Steve Carolan, National Sales Manager for Dayco, discusses the role of auxiliary drive belts in the performance and reliability of CV air conditioning.
With progress made alongside vehicle design and development, long gone are the days when the typical lorry, bus, or coach relied on a single belt to drive the auxiliary drive system, as the advent of additional equipment has led to a huge increase in demand for power, which has to be drawn from the engine.
As a result, multiple belts are now commonplace and, in some applications – such as intercontinental coaches – there can be as many as eight individual belts working in unison to ensure the correct operation of the alternator(s), water pump, power steering pump, hydraulic pump, and air compressors for the braking system.
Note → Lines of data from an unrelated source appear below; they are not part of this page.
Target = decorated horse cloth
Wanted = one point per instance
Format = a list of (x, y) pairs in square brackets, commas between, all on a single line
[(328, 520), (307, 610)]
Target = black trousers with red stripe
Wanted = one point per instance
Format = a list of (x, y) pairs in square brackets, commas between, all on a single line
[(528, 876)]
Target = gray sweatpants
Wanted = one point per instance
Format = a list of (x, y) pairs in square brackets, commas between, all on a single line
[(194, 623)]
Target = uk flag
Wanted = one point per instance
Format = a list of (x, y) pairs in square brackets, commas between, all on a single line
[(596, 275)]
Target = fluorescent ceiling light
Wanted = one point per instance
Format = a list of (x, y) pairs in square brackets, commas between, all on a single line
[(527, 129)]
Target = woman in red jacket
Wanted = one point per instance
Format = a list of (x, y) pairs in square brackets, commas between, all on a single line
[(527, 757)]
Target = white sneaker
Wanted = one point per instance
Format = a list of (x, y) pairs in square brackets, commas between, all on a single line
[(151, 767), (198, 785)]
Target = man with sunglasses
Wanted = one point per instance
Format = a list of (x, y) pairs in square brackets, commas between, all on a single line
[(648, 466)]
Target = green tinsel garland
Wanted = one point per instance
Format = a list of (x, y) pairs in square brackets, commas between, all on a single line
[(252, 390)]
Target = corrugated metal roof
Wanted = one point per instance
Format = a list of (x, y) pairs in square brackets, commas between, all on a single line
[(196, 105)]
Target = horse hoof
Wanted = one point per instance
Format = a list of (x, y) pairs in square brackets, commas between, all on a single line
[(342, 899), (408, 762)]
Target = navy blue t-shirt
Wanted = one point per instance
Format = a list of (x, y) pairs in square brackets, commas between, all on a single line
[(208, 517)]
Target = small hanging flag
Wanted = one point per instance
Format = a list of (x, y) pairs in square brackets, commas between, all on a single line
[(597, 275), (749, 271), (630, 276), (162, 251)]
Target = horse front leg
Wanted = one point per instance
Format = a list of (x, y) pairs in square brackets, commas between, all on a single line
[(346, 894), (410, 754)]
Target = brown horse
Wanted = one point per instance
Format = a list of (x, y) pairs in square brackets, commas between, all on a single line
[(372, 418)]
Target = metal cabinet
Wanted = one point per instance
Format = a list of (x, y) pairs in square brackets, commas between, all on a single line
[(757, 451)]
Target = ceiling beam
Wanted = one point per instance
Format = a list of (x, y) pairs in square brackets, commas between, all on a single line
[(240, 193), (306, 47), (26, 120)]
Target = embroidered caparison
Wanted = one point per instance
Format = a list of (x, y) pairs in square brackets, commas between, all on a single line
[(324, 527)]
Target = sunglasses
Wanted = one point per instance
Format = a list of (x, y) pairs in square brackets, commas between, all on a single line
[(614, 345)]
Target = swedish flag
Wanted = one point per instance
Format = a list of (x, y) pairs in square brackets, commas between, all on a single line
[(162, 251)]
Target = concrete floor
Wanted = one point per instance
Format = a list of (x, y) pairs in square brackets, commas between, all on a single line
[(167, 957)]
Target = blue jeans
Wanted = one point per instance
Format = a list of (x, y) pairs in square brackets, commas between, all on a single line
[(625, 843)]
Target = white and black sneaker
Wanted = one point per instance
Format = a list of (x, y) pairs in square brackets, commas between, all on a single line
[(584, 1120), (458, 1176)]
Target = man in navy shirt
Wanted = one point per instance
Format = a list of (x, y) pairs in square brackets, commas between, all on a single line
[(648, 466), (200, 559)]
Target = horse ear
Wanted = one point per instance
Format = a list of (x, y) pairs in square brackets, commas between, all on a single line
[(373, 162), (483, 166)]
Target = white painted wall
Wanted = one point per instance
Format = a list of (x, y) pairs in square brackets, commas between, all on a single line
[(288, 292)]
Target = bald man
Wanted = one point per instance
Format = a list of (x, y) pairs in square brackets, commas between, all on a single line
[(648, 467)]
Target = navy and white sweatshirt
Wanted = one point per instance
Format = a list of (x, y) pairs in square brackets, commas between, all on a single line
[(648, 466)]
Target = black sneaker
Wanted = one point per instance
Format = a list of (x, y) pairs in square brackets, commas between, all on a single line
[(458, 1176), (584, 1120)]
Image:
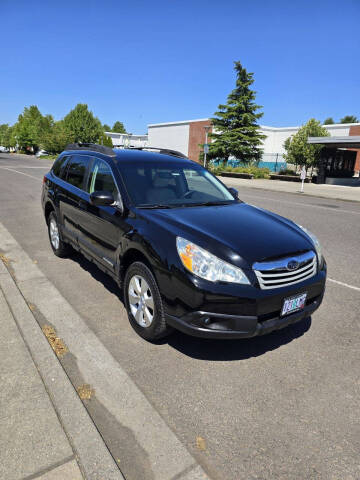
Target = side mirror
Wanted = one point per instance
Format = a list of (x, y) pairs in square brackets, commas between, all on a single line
[(101, 198), (234, 193)]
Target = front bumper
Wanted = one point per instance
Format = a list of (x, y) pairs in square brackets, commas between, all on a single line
[(215, 325), (221, 314)]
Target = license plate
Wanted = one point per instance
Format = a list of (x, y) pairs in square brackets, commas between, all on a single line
[(293, 304)]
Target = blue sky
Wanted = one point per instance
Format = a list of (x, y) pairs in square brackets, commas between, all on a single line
[(144, 62)]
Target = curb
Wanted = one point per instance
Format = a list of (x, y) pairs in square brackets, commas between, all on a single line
[(95, 461)]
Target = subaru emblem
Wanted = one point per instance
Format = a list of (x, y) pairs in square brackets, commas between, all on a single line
[(293, 265)]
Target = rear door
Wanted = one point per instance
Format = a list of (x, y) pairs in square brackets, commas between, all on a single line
[(101, 227), (75, 199)]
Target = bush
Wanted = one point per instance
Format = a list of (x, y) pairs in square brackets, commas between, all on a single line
[(252, 169)]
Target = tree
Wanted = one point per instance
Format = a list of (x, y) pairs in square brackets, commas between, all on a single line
[(236, 132), (81, 124), (349, 119), (55, 140), (3, 131), (105, 140), (118, 127), (30, 128), (298, 151)]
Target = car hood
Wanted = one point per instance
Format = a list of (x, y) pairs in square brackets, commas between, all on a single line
[(239, 233)]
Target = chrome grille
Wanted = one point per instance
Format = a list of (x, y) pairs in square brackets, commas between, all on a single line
[(277, 274)]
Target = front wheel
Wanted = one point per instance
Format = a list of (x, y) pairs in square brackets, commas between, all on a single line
[(143, 303)]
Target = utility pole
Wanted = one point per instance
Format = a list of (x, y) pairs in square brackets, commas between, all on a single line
[(206, 145)]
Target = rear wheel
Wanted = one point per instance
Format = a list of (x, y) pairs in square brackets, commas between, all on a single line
[(143, 303), (60, 248)]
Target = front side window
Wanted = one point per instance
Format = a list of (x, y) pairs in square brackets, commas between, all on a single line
[(101, 178), (76, 170), (59, 166), (154, 183)]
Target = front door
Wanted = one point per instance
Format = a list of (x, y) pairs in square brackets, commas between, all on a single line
[(75, 197), (101, 226)]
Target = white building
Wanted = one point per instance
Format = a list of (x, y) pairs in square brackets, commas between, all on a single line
[(186, 136), (127, 139)]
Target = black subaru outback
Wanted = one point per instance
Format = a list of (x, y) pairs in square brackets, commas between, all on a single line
[(186, 251)]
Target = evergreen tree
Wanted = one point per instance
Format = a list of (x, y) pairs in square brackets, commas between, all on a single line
[(30, 128), (349, 119), (118, 127), (81, 124), (235, 129)]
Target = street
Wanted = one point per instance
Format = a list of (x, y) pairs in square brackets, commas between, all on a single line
[(282, 406)]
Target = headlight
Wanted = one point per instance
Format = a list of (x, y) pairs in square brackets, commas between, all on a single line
[(205, 265), (316, 243)]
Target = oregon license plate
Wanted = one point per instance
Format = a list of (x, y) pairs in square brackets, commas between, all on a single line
[(293, 304)]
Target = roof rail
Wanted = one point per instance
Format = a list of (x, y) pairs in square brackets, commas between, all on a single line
[(94, 147), (165, 151)]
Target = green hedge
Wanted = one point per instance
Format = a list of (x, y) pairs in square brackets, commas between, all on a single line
[(256, 171)]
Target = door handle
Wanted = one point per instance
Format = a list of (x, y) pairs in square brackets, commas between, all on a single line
[(82, 204)]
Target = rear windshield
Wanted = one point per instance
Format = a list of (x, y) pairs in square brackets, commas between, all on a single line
[(152, 183)]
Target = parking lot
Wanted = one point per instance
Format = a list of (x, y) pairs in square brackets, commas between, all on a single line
[(282, 406)]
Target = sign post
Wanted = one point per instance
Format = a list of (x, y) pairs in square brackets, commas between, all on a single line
[(302, 176)]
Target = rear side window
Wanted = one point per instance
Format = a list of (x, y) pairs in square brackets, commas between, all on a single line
[(59, 166), (77, 170), (101, 178)]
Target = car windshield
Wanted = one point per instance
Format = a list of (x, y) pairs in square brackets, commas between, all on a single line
[(160, 185)]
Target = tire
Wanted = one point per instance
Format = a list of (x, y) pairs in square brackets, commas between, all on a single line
[(59, 247), (143, 303)]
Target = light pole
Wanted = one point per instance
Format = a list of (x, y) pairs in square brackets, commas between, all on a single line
[(206, 146)]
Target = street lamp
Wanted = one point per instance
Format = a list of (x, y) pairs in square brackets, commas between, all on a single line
[(206, 145)]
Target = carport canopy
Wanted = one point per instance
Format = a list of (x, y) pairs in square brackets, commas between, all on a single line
[(336, 142)]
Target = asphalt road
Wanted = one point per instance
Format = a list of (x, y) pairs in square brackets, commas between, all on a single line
[(283, 406)]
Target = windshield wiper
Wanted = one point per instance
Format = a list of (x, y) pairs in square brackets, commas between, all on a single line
[(158, 205), (207, 204)]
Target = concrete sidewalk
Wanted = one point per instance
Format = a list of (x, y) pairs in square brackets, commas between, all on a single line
[(36, 441), (33, 443), (335, 192)]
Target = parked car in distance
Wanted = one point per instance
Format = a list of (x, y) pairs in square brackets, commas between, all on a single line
[(186, 252), (41, 153)]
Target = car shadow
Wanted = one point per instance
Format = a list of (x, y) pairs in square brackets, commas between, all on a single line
[(204, 348), (240, 349)]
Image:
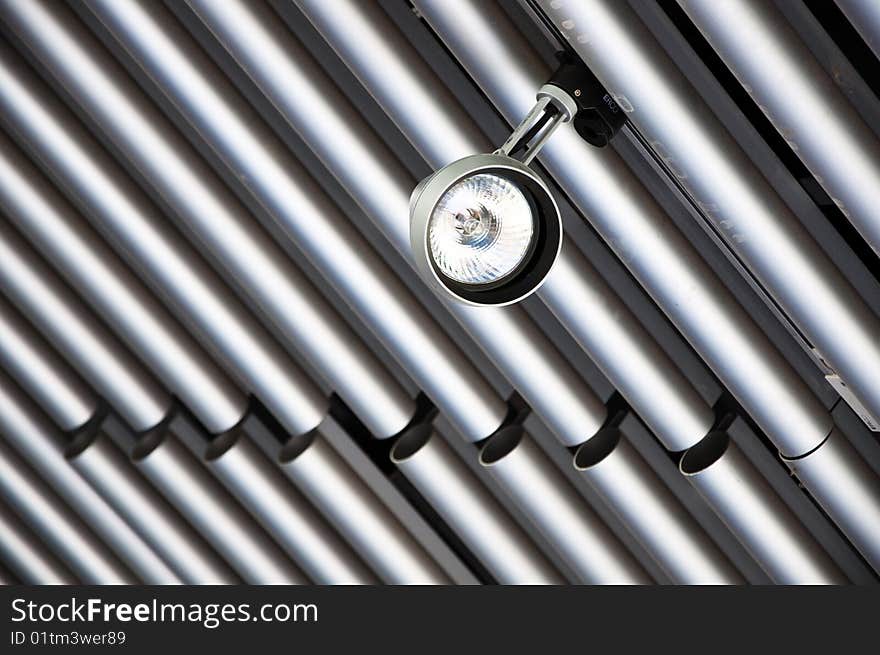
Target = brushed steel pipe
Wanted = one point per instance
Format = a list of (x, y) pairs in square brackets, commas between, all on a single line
[(865, 17), (290, 77), (76, 59), (216, 109), (39, 442), (466, 505), (41, 371), (7, 577), (551, 502), (102, 278), (123, 212), (283, 512), (61, 316), (212, 511), (327, 480), (497, 55), (801, 100), (113, 476), (56, 525), (650, 511), (26, 556), (847, 489), (747, 212), (756, 515), (442, 130)]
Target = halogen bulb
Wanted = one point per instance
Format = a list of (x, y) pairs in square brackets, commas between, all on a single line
[(481, 230)]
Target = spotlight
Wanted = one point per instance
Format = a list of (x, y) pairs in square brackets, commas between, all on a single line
[(485, 229)]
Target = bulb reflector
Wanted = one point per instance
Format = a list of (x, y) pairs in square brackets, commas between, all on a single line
[(481, 230)]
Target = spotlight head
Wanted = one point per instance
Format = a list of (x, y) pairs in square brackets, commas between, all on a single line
[(485, 229)]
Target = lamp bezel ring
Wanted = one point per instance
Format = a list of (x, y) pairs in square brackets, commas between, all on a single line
[(543, 252)]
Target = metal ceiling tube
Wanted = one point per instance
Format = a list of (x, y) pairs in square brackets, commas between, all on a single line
[(38, 441), (228, 20), (132, 222), (440, 128), (574, 530), (865, 17), (83, 256), (42, 373), (84, 176), (327, 480), (94, 351), (56, 525), (211, 510), (621, 209), (837, 464), (26, 556), (108, 364), (250, 476), (74, 57), (262, 45), (655, 251), (759, 227), (277, 56), (801, 100), (753, 511), (651, 512), (222, 116), (113, 476), (64, 238), (476, 517), (101, 464)]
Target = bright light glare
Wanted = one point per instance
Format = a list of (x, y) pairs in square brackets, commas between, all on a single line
[(481, 230)]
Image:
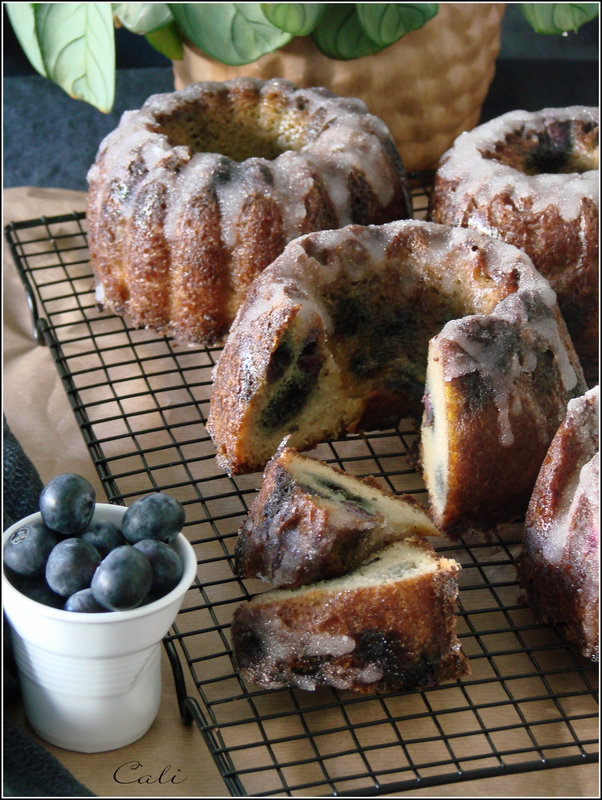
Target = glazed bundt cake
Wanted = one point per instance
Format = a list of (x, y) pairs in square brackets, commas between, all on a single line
[(531, 179), (559, 565), (312, 521), (192, 195), (388, 626), (333, 338), (495, 392)]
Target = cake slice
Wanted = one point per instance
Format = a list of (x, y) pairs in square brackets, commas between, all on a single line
[(387, 626), (494, 397), (559, 566), (312, 521)]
These are in addition to the growing requirements of the air conditioning system.
Today, air conditioning is not considered a luxury; instead, it’s seen as a safety system, particularly for long distance lorry drivers, those using agricultural machinery in the heat of the day, and for coaches that must be able to keep a large number of passengers comfortable and the driver alert.
In many of these applications, not only do they need to employ large capacity air conditioning compressors, they are often installed in exceptionally confined spaces where extreme heat and reduced air flow combine to produce an even more challenging operational environment.
As the auxiliary belt is central to the overall reliability of the vehicle, the performance of the belt is vital for the effective operation of the drive system and, in most applications these days, these are multi-groove ‘V’ belts, which are generically referred to as auxiliary belts.
There are considerable advantages with the auxiliary belt over the traditional single ‘V’ alternative, but perhaps the most obvious is the fact that they generally have a greater surface contact area driving the pulleys and, being thinner in section, can be used on smaller diameter pulleys, making them particularly suitable for installation in the confined spaces mentioned earlier.
In addition to the operational challenges of intricate routing, excessive heat, and a lack of space, there are practical installation issues that CV workshops and fleet operators must consider when replacing auxiliary belts and their related components. These installations can be complex and time consuming, therefore, they must be undertaken carefully, using only the highest quality components. This is of even high importance when these vehicles are intended for commercial uses, as any downtime is a major cost to the operator. Dayco’s auxiliary belt range incorporates the latest materials and world class manufacturing processes to ensure outstanding performance, lower noise transmission, and maximum service life. Each belt is designed and specifically engineered for each vehicle manufacturer and the different requirements of their vehicle applications.